Dashboard Get started

Endpoint

GET /api/v1/events/export

Streams the authenticated organization's events for a date range as newline-delimited JSON (JSONL by default) or a JSON array. Designed for compliance auditors who need a record without needing direct database / BigQuery access.

Query parameters

Name Required Type Default Notes
start yes ISO datetime Lower bound, inclusive
end yes ISO datetime Upper bound, inclusive. Must be after start
format no jsonl | json jsonl JSONL = one event per line; JSON = single array
include_payload no boolean false Off for PII safety; pass true to include raw request/response body

The window cannot exceed 366 days. Larger requests return 400. For multi-year exports, paginate by issuing multiple calls.

Response

JSONL is streamed in 500-row partitions, ordered by event timestamp ascending. Each line is the same shape returned by GET /api/v1/events/{id} (token counts, cost, model, provider, request_id, session_id, team_id, feature, etc.) with payload set to null unless include_payload=true.

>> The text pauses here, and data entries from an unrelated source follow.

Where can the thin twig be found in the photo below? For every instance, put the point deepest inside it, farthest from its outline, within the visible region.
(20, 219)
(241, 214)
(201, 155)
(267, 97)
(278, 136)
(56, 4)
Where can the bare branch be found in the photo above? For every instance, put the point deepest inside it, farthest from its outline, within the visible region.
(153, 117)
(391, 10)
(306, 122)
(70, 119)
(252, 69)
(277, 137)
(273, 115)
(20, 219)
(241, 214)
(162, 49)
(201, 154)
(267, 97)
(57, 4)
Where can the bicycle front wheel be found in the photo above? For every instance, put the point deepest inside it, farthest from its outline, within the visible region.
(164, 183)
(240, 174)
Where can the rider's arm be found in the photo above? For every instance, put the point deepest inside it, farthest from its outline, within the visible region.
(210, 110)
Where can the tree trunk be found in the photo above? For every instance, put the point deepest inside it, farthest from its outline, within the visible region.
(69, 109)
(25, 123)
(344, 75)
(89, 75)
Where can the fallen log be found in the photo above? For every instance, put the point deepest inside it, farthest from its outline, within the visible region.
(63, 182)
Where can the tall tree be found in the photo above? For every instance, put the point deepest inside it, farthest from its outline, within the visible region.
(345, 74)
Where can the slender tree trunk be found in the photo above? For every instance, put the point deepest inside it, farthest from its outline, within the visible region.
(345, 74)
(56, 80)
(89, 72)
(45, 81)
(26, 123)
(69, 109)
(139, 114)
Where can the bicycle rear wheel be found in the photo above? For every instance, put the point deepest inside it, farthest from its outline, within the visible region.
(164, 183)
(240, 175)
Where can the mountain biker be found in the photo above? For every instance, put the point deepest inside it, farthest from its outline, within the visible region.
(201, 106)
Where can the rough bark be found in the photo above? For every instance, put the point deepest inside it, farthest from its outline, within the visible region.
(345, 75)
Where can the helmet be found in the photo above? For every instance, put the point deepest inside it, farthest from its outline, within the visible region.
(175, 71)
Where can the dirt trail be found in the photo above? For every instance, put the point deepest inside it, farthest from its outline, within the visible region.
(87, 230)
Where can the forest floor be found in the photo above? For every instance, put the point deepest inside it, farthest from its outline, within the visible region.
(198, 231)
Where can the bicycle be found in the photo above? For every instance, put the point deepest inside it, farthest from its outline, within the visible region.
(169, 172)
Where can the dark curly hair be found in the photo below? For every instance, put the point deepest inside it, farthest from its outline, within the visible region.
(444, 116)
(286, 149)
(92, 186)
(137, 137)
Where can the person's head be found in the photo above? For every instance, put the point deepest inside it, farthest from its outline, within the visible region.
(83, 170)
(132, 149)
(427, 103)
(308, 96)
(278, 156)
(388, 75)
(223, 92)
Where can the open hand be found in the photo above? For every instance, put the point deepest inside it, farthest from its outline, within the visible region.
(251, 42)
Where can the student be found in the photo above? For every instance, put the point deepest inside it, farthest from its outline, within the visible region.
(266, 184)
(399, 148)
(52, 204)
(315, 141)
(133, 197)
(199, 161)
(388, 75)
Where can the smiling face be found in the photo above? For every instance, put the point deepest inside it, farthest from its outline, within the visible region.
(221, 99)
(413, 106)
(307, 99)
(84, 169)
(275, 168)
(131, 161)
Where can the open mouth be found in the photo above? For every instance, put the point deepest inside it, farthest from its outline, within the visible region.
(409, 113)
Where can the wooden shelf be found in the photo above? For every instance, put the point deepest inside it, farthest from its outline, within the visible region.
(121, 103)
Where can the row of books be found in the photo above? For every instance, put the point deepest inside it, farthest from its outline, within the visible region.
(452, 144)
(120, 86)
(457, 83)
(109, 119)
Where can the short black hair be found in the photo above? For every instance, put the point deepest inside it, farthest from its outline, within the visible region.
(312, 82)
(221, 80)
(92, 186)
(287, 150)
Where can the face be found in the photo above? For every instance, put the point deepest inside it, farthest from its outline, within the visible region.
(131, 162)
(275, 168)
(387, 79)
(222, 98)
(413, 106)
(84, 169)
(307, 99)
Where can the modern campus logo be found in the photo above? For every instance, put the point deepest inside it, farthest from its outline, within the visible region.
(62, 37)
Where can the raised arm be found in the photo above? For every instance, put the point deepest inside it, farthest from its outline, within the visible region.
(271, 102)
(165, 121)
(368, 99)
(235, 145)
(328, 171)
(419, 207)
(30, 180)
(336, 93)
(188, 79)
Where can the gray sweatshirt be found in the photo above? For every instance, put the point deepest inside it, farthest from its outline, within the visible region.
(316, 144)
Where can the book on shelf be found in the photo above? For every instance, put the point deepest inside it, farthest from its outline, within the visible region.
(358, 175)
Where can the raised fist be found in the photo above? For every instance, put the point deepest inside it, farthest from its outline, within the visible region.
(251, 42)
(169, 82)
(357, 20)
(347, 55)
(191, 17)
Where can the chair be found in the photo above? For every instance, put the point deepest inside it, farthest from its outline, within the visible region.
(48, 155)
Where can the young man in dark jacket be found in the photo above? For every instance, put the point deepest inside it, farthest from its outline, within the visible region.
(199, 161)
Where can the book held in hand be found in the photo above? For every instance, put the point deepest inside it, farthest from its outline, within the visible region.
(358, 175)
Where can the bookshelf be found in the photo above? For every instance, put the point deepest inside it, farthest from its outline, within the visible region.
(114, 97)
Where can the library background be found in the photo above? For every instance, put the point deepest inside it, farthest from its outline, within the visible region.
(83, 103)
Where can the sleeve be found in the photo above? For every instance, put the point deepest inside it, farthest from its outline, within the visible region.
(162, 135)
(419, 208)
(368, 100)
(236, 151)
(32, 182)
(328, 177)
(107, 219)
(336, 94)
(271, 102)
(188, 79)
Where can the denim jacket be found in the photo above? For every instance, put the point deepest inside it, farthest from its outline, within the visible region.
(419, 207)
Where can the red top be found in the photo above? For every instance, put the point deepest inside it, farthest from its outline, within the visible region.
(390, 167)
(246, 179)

Content type: application/x-ndjson for JSONL, application/json for the array variant.

Example

curl -H "Authorization: Bearer $TOKEN" \
  "https://token-api.audit.id/api/v1/events/export?start=2026-04-01T00:00:00Z&end=2026-05-01T00:00:00Z" \
  -o events-april.jsonl

Auditor handoff pattern

Provision a separate API key with read-only scope, share it with the auditor for the duration of the audit, and rotate it afterwards. The export endpoint is rate-limited like the rest of the API and scoped to the requesting organization — no cross-org leakage possible.